Using his notes gathered from the British Library from 1888 to 1889 while at work on his annotated edition of Antonio de Morga’s 1609 “Sucesos de las islas Filipinas (Events of the Philippine Islands),” Rizal presented early accounts like the “Zhu Fan Zhi,” published by Chau Ju-kua in 1225, which described the industry and honesty of the Filipinos before the Spanish conquest; and Antonio Pigafetta’s chronicle of the Magellan expedition, regarding the capture and ransom of the Chief of Paragua. Wielding history as a weapon, Rizal asked sarcastically: “How did the industrious infidel become indolent centuries later when he was Christianized? Why did they forget their proud past and become indolent?”

Rizal also blamed the sorry state of the colony. The galleon trade had cut off existing trade between the Philippines and China and Southeast Asia, the trade monopoly running Filipino traders and artisans out of business. Furthermore, the lure of the galleon trade led to the neglect of commerce and agriculture. People were conscripted to work in the shipyards, forced to build roads and buildings with little or no pay, decimating the population and killing their natural love for work. Their goods and services were taken by force, such that they simply refused to work more only to have their products taken for free, paid cheaply, or so heavily taxed that these ended up not worth the trouble.

People were also insecure about their liberty, with false accusations and the like.

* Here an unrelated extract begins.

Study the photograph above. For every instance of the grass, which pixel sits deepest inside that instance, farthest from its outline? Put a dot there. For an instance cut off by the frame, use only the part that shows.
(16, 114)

Gambling was another factor, because it bred “dislike for steady and difficult toil by its promise of sudden wealth and its appeal to the emotions, with the lotteries,” said Rizal. Finally, he pointed out the failure of education, which was more focused on religion than on the secular and useful, with the exception of the Jesuits and the Dominican Benavides. “From his birth until he sinks into his grave, the training of the native is brutalizing, depressive and antihuman (the word ‘inhuman’ is not sufficiently explanatory: whether or not the Academy admits it, let it go).”

Rizal did not just rant, he provided a solution: education and the formation of what he called a “national sentiment.” Rizal left us with 25 volumes of writings to instruct and inspire, but alas, he wrote a lot for a nation that does not read him. It took a foreigner, Syed Hussein Alatas, to build on Rizal’s essay and publish “The Myth of the Lazy Native” (1977), disproving as myth the laziness of the Malays, Filipinos and Javanese in colonial times.